Extinct genus of tree

Calamophyton is an extinct genus of tree, or "tree-sized plant", that was extant in the Middle Devonian period. As of 2024, a well-preserved fossilized forest of Calamophyton trees discovered in Somerset, England, represents the earliest-known forest.

== Discovery ==
The genus was established in 1926 from specimens collected by R. Kräusel & H. Weyland, in Hardberg and Kirberg, Rhineland, Germany, who identified the type species Calamophyton primaevum. A second species, C. renieri, was described by Suzanne Leclercq in Belgium in 1940; a third, C. bicephalum, also found in Belgium, by Leclercq and H. Andrews in 1960; and a fourth, C. forbesii, in the Mapleton Sandstone, Maine, United States, by James M. Schopf in 1964. It has since been suggested that C. primaevum and C. bicephalum are conspecific. All specimens date to the Middle Devonian, some .

== Description ==
The genus has been described as having an unusual—and unusually complex—morphology, superficially palm-like. Specimens are between 0.8 m and 4 m in height. Like other cladoxylopsids, the tree trunk was hollow, and composed of multiple interconnected longitudinal strands of vascular woody material (xylem). As the xylem bundles grew in diameter, they would split apart from one another near the apex of the trunk, thus limiting the overall height. The trunk apex was domed rather than tapered, and like the trunk base, wider than the midsection. Some trunks may have forked.

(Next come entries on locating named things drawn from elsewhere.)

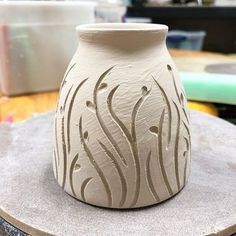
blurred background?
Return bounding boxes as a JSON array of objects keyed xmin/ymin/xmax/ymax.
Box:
[{"xmin": 0, "ymin": 0, "xmax": 236, "ymax": 124}]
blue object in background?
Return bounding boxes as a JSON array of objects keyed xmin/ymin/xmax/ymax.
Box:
[{"xmin": 167, "ymin": 30, "xmax": 206, "ymax": 51}]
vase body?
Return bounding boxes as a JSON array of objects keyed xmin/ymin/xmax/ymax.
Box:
[{"xmin": 53, "ymin": 24, "xmax": 191, "ymax": 208}]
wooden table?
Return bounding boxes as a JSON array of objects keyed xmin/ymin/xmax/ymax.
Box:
[{"xmin": 0, "ymin": 50, "xmax": 227, "ymax": 121}]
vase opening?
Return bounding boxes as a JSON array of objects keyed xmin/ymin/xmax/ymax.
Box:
[
  {"xmin": 76, "ymin": 23, "xmax": 168, "ymax": 48},
  {"xmin": 76, "ymin": 23, "xmax": 168, "ymax": 33}
]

Calamophyton did not have leaves, but rather small branches consisting of twig-like structures that grew only at or near the trunk apex, and which were the site of photosynthesis for the plant. As the trunk grew, the lower branches would be shed; a mature tree might in the course of its growth shed as many as 700 to 800 branches, creating a thick carpet of decaying twigs on the ground below, with few understory plants observed. Where other cladoxylopsids shed their branches smoothly, Calamophyton left small stubs behind on the trunk.

The root system consisted of several hundred to more than a thousand strap-like roots of 2–6 mm in diameter and, for the larger trunks, in excess of 300 mm in length. (Note: Root dimensions given here are based on the specimens of up to 2 metres in height.) The roots were approximately straight, undivided, and extended almost directly downward into the soil. The fossil record indicates that in spite of their small diameter, they were stiff and hardy. Calamophyton reproduced not by seeds, but via spores, one of several characteristics suggesting a relationship with the Pteridophyta.

== Earliest-known forest ==
In March 2024, paleontologists reported the discovery of an intact fossil forest of Calamophyton trees in the Hangman Sandstone Formation at Minehead, Somerset, England. As of the reporting date, it is the earliest forest yet discovered. At an age of 390 million years, the forest pre-dates the previously oldest-known example—a root system probably belonging to Archaeopteris, discovered in 2009 near Cairo, New York—by about four million years. In the Middle Devonian period, when the Calamophyton forest was alive, the Somerset region was adjacent to Germany and Belgium.

According to Christopher Berry, one of the scientists involved in the discovery, the preservation of the Calamophyton fossil forest, with trees still in the positions where they grew, allows a direct, and unprecedented, examination of the local ecology. Of particular interest is the sedimentary system, in which the plants are seen capturing and stabilizing fluvial sediments.